Il provvedimento legislativo prevede l’istituzione di 15 Autorità Portuali di Sistema (AdSP) al posto delle 24 autorità portuali esistenti; un Comitato di gestione in sostituzione dei Comitati Portuali, un presidente con mandato quadriennale e con maggiori e nuovi poteri rispetto agli attuali presidenti di AP; nominato dal ministro sentito i governatori di Regione; un tavolo di partenariato della risorsa mare per il quale la corsa alle nomination è già iniziata, e che andrà a sostituire le attuali Commissioni consultive; Uffici territoriali al posto delle AP nei porti non sedi di Autorità di Sistema; un tavolo nazionale per coordinare, armonizzare le AdSP per le scelte strategiche nazionali in ogni ambito legato alla portualità e la logistica, quali politiche concessorie del demanio marittimo, investimenti infrastrutturali, pianificazione urbanistica, marketing e promozione dell’Italia portuale sui mercati internazionali.

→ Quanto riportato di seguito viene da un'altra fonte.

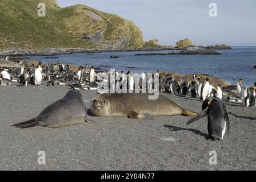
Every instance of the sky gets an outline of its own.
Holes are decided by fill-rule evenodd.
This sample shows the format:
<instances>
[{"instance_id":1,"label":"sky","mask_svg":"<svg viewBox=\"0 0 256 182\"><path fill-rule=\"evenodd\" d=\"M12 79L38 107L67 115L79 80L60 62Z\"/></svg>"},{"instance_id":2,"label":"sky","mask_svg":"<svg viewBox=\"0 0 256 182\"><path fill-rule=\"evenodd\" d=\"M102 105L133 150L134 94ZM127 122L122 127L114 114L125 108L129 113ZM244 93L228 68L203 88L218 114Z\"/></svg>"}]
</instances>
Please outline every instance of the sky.
<instances>
[{"instance_id":1,"label":"sky","mask_svg":"<svg viewBox=\"0 0 256 182\"><path fill-rule=\"evenodd\" d=\"M62 7L83 4L131 20L142 30L145 40L156 38L160 45L175 46L189 38L201 46L256 46L256 0L57 1ZM211 3L217 5L217 16L209 15Z\"/></svg>"}]
</instances>

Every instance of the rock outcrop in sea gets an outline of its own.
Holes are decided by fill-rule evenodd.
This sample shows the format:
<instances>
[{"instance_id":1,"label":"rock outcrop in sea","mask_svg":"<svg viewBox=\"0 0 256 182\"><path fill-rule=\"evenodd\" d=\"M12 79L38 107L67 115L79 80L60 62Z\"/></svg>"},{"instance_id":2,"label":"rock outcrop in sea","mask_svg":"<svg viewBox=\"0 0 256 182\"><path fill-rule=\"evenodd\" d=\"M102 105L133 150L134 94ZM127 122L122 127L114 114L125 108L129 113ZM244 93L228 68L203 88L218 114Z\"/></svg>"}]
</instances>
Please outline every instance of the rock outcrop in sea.
<instances>
[{"instance_id":1,"label":"rock outcrop in sea","mask_svg":"<svg viewBox=\"0 0 256 182\"><path fill-rule=\"evenodd\" d=\"M221 53L205 47L194 46L186 48L180 52L173 52L171 55L221 55Z\"/></svg>"},{"instance_id":2,"label":"rock outcrop in sea","mask_svg":"<svg viewBox=\"0 0 256 182\"><path fill-rule=\"evenodd\" d=\"M225 44L221 45L214 45L214 46L208 46L206 48L209 49L231 49L231 47L230 46L227 46Z\"/></svg>"}]
</instances>

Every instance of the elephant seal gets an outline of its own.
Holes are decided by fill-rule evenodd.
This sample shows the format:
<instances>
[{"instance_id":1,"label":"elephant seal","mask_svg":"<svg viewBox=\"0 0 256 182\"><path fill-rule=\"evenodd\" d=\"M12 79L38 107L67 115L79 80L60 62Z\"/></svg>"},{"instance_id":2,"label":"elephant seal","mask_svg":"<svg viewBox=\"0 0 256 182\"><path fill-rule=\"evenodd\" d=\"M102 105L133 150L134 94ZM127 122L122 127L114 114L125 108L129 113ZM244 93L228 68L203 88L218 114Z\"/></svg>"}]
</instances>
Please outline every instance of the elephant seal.
<instances>
[{"instance_id":1,"label":"elephant seal","mask_svg":"<svg viewBox=\"0 0 256 182\"><path fill-rule=\"evenodd\" d=\"M70 90L66 96L46 107L36 118L12 125L19 128L37 126L58 127L86 121L87 109L79 91Z\"/></svg>"},{"instance_id":2,"label":"elephant seal","mask_svg":"<svg viewBox=\"0 0 256 182\"><path fill-rule=\"evenodd\" d=\"M95 116L129 117L144 119L143 114L155 116L183 115L195 116L197 113L181 108L167 97L159 95L157 100L149 100L146 93L103 93L91 103L91 112Z\"/></svg>"}]
</instances>

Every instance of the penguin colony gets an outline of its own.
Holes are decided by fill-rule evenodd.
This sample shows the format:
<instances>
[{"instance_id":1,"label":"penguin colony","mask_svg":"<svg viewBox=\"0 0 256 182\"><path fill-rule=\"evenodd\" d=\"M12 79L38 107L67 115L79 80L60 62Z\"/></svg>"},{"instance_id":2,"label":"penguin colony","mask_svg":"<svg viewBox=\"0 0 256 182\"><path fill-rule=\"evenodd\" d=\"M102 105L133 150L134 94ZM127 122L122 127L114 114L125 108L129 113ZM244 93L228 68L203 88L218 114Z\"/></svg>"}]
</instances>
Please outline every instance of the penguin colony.
<instances>
[{"instance_id":1,"label":"penguin colony","mask_svg":"<svg viewBox=\"0 0 256 182\"><path fill-rule=\"evenodd\" d=\"M9 60L9 57L6 57L6 60ZM23 67L0 68L0 85L11 85L13 81L18 81L21 86L26 87L29 84L40 85L42 80L46 80L47 81L47 86L53 87L57 84L69 85L73 89L78 90L97 90L99 81L97 80L97 76L98 73L102 73L97 72L94 65L90 68L88 64L77 67L73 64L52 61L42 65L38 61L37 65L31 64L27 66L27 64L25 66L22 61L20 63L23 65ZM130 71L128 71L126 74L123 71L121 73L116 71L111 73L106 71L104 73L120 76L119 80L114 81L115 85L120 84L120 81L123 79L124 76L127 76L127 88L131 90L134 89L134 78ZM158 71L155 74L159 76L160 92L190 96L193 98L198 98L203 102L202 112L187 121L187 125L207 115L209 139L223 139L225 133L228 135L230 122L225 105L222 101L223 89L220 84L215 88L211 85L211 81L209 78L201 80L195 75L192 80L189 81L186 77L182 80L178 80L169 73L164 74L161 77ZM147 80L146 77L146 73L143 73L142 79ZM150 85L154 89L154 83L153 77L147 80L147 86ZM141 84L139 86L142 89ZM227 102L244 104L246 107L256 105L256 82L253 86L245 88L242 84L242 78L239 78L236 86L237 94L231 94L231 90L234 90L234 87L235 86L230 86L225 88L225 95L228 96L226 98ZM120 88L122 89L122 85Z\"/></svg>"}]
</instances>

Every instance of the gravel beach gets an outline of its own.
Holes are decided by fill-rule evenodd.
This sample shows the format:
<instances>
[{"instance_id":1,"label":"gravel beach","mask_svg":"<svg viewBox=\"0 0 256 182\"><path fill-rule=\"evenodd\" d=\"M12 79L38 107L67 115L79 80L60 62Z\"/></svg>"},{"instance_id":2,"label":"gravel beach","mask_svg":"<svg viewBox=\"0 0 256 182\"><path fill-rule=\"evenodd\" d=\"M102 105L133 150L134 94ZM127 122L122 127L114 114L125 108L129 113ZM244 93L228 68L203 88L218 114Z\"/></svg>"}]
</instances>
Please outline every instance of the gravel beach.
<instances>
[{"instance_id":1,"label":"gravel beach","mask_svg":"<svg viewBox=\"0 0 256 182\"><path fill-rule=\"evenodd\" d=\"M207 117L186 125L191 117L181 115L146 114L137 120L89 115L93 122L21 129L10 125L37 117L70 88L47 88L46 82L18 85L0 85L1 170L256 169L255 107L225 102L231 127L221 141L207 140ZM90 109L96 91L81 93ZM162 94L185 109L201 111L198 99ZM45 152L45 165L38 163L39 151ZM211 151L217 164L209 164Z\"/></svg>"}]
</instances>

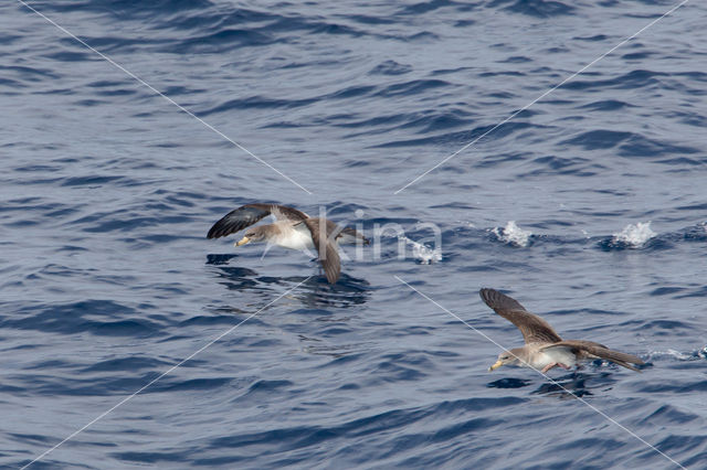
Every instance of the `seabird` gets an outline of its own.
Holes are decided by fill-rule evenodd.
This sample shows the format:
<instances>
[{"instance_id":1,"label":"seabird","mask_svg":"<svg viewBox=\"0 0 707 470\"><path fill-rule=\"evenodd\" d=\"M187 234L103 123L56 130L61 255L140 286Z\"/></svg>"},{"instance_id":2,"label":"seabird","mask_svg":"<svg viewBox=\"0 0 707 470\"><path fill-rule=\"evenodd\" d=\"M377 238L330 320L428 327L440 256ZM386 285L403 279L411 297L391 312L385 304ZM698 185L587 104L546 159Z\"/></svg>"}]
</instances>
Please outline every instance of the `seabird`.
<instances>
[{"instance_id":1,"label":"seabird","mask_svg":"<svg viewBox=\"0 0 707 470\"><path fill-rule=\"evenodd\" d=\"M363 245L369 244L368 238L354 228L341 228L326 218L310 217L302 211L278 204L242 205L213 224L207 238L219 238L240 232L267 215L273 215L276 222L251 228L234 245L243 246L251 242L267 242L268 245L291 249L316 248L319 263L321 263L330 284L335 284L341 274L341 260L337 250L338 243L360 241Z\"/></svg>"},{"instance_id":2,"label":"seabird","mask_svg":"<svg viewBox=\"0 0 707 470\"><path fill-rule=\"evenodd\" d=\"M514 348L498 354L496 363L488 367L489 372L502 365L518 365L546 373L552 367L569 370L578 361L594 359L604 359L641 372L630 364L644 364L635 355L610 350L593 341L562 340L547 321L530 313L515 299L494 289L482 289L478 293L496 313L518 327L526 342L523 348Z\"/></svg>"}]
</instances>

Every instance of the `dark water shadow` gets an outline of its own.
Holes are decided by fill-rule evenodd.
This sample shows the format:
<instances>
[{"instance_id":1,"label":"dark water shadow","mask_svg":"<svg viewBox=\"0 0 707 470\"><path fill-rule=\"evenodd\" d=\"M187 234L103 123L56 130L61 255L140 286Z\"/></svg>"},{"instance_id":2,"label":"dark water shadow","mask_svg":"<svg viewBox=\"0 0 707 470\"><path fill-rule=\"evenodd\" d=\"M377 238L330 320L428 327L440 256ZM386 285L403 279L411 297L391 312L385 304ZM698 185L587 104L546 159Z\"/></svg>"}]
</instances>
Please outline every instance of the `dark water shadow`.
<instances>
[{"instance_id":1,"label":"dark water shadow","mask_svg":"<svg viewBox=\"0 0 707 470\"><path fill-rule=\"evenodd\" d=\"M359 306L368 301L371 295L370 284L342 273L339 280L331 285L324 275L315 276L260 276L257 271L226 263L238 255L208 255L207 265L212 265L218 282L229 290L273 290L272 287L292 288L288 298L299 300L310 308Z\"/></svg>"}]
</instances>

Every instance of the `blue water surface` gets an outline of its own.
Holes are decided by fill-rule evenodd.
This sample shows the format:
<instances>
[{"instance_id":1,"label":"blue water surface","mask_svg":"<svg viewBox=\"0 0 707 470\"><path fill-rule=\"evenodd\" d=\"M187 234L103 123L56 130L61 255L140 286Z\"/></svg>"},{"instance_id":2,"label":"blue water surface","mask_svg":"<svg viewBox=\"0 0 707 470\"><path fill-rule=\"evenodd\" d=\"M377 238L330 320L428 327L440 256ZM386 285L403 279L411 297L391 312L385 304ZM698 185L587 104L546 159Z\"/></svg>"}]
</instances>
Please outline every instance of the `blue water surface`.
<instances>
[{"instance_id":1,"label":"blue water surface","mask_svg":"<svg viewBox=\"0 0 707 470\"><path fill-rule=\"evenodd\" d=\"M22 3L0 467L706 467L704 2ZM373 243L205 238L265 201ZM481 287L646 365L489 373Z\"/></svg>"}]
</instances>

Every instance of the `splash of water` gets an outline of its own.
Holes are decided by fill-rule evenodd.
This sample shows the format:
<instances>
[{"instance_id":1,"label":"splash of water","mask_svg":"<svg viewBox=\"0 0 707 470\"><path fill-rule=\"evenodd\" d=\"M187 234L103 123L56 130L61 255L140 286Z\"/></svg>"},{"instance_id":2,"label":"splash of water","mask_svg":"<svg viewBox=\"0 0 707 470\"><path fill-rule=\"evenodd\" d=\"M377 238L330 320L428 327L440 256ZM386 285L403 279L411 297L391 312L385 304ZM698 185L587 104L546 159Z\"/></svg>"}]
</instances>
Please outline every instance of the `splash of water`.
<instances>
[{"instance_id":1,"label":"splash of water","mask_svg":"<svg viewBox=\"0 0 707 470\"><path fill-rule=\"evenodd\" d=\"M635 225L629 224L623 231L614 234L613 243L627 245L632 248L640 248L656 235L657 234L651 229L651 221L646 223L639 222Z\"/></svg>"},{"instance_id":2,"label":"splash of water","mask_svg":"<svg viewBox=\"0 0 707 470\"><path fill-rule=\"evenodd\" d=\"M440 248L428 248L423 244L412 241L404 235L399 236L399 238L412 246L412 256L421 264L431 265L432 263L442 260L442 250Z\"/></svg>"},{"instance_id":3,"label":"splash of water","mask_svg":"<svg viewBox=\"0 0 707 470\"><path fill-rule=\"evenodd\" d=\"M503 243L521 247L528 246L528 242L532 236L532 232L524 231L516 225L516 221L508 221L504 228L494 227L492 233Z\"/></svg>"}]
</instances>

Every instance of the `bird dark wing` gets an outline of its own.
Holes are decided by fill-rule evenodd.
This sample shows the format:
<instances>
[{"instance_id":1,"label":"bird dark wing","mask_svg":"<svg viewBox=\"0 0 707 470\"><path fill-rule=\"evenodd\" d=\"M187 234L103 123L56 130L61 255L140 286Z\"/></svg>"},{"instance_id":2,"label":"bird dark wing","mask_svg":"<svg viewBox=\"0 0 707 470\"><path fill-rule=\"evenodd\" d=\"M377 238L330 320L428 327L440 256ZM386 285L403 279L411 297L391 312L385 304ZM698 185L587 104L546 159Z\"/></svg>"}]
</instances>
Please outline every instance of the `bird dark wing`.
<instances>
[{"instance_id":1,"label":"bird dark wing","mask_svg":"<svg viewBox=\"0 0 707 470\"><path fill-rule=\"evenodd\" d=\"M257 223L267 215L274 215L277 220L302 221L307 214L286 205L277 204L245 204L225 214L213 224L207 234L207 238L219 238Z\"/></svg>"},{"instance_id":2,"label":"bird dark wing","mask_svg":"<svg viewBox=\"0 0 707 470\"><path fill-rule=\"evenodd\" d=\"M517 300L494 289L482 289L478 295L496 313L518 327L526 344L562 341L547 321L527 311Z\"/></svg>"},{"instance_id":3,"label":"bird dark wing","mask_svg":"<svg viewBox=\"0 0 707 470\"><path fill-rule=\"evenodd\" d=\"M321 263L324 273L327 275L327 280L329 284L335 284L341 274L339 252L336 249L336 244L331 236L331 234L337 233L337 225L325 218L305 218L302 222L309 228L314 247L317 249L319 263Z\"/></svg>"},{"instance_id":4,"label":"bird dark wing","mask_svg":"<svg viewBox=\"0 0 707 470\"><path fill-rule=\"evenodd\" d=\"M641 371L639 371L636 367L631 365L631 363L637 364L637 365L645 364L641 357L636 357L633 354L626 354L619 351L610 350L605 345L595 343L593 341L582 341L582 340L560 341L558 343L544 346L540 349L540 351L552 349L552 348L570 348L576 355L579 355L582 359L601 357L601 359L605 359L606 361L614 362L619 365L622 365L626 368L630 368L632 371L637 371L637 372L641 372Z\"/></svg>"}]
</instances>

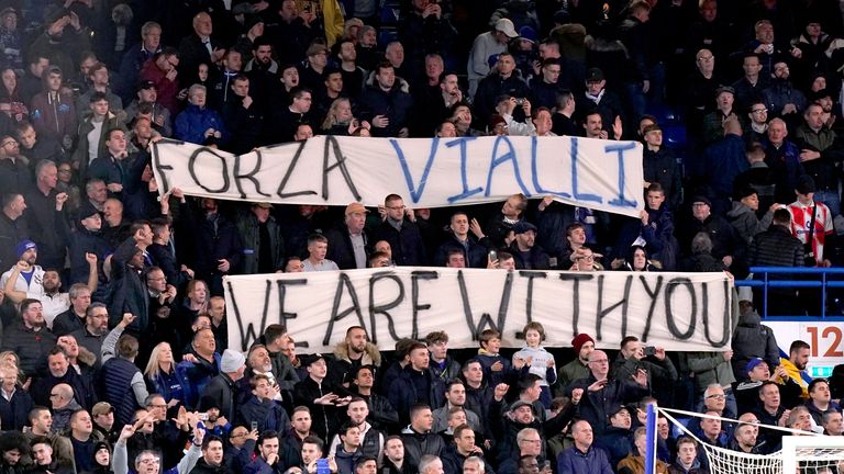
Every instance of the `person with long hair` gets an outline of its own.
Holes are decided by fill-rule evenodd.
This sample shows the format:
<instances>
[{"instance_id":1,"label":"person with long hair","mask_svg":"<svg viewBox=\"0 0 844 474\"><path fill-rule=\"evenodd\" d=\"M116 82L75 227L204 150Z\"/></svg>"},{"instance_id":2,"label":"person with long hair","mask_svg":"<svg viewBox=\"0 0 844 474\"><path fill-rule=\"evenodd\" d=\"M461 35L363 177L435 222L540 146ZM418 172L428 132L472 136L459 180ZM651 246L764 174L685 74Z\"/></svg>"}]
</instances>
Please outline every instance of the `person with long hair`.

Un primo aspetto che il seminario ha messo in luce è quello sulla governance portuale: se la legge 84/94 applicava una specie “particolare” di federalismo istituzionale, con il provvedimento legislativo Madia si va verso una centralizzazione ministeriale dei poteri di coordinamento delle AP (forse un nuovo ministero della Marina Mercantile?). E’ una governance del tipo pubblicista in quanto di fatto i comitati di gestione sono composti esclusivamente da rappresentanti delle istituzioni.
Qui si innesta il pensiero “Delrio”: togliere alle province per dare alle regioni; quindi uffici territoriali senza poteri per dare alle AdSP le cui strategie portuali e logistiche vanno discusse a Roma. Il criterio è sempre quello e cioè che il “piccolo” non è di qualità, mentre il “grande” è efficiente ed efficace. Infatti, nella “buona scuola” i piccoli istituti d’istruzione, centri d’integrazione territoriale, vanno accorpati ai grandi; nella sanità, piccoli ospedali diventano presidi di assistenza territoriale ed inglobati nei grandi policlinici; nella portualità piccoli porti accorpati ai grandi.
Non si conosce poi chi stabilisce la “grandezza” di un porto rispetto ad un altro e chi ha proposto il teorema (tutto da verificare) che per avere qualità occorre concentrare le risorse umane, finanziarie ed economiche? Si potevano condividere per la realizzazione delle AdSP i criteri Ue dei corridoi della rete TEN-T senza contrapporre territori e porti in forte competizione; con questi criteri contano più i flussi merceologici e la mobilità di merci e/o persone e non certo le nomination ex legis (art 4 84/94) per i porti capoluoghi di regione. Non si comprende ancora l’assenza nella riforma Delrio/Madia del retroterra portuale come gli interporti e i retroporti.
Ci conforta che mentre in alcune realtà portuali si discute cercando di risolvere le criticità di questa riforma, in altre realtà, invece, detta riforma è già in vigore: si aspetta la nuova pianta organica delle AP senza approvare quella ministeriale, il nuovo regolamento per le concessioni demaniali che ancora rimane bloccato a Bruxelles ed altri provvedimenti che bloccano il vero sviluppo di un porto.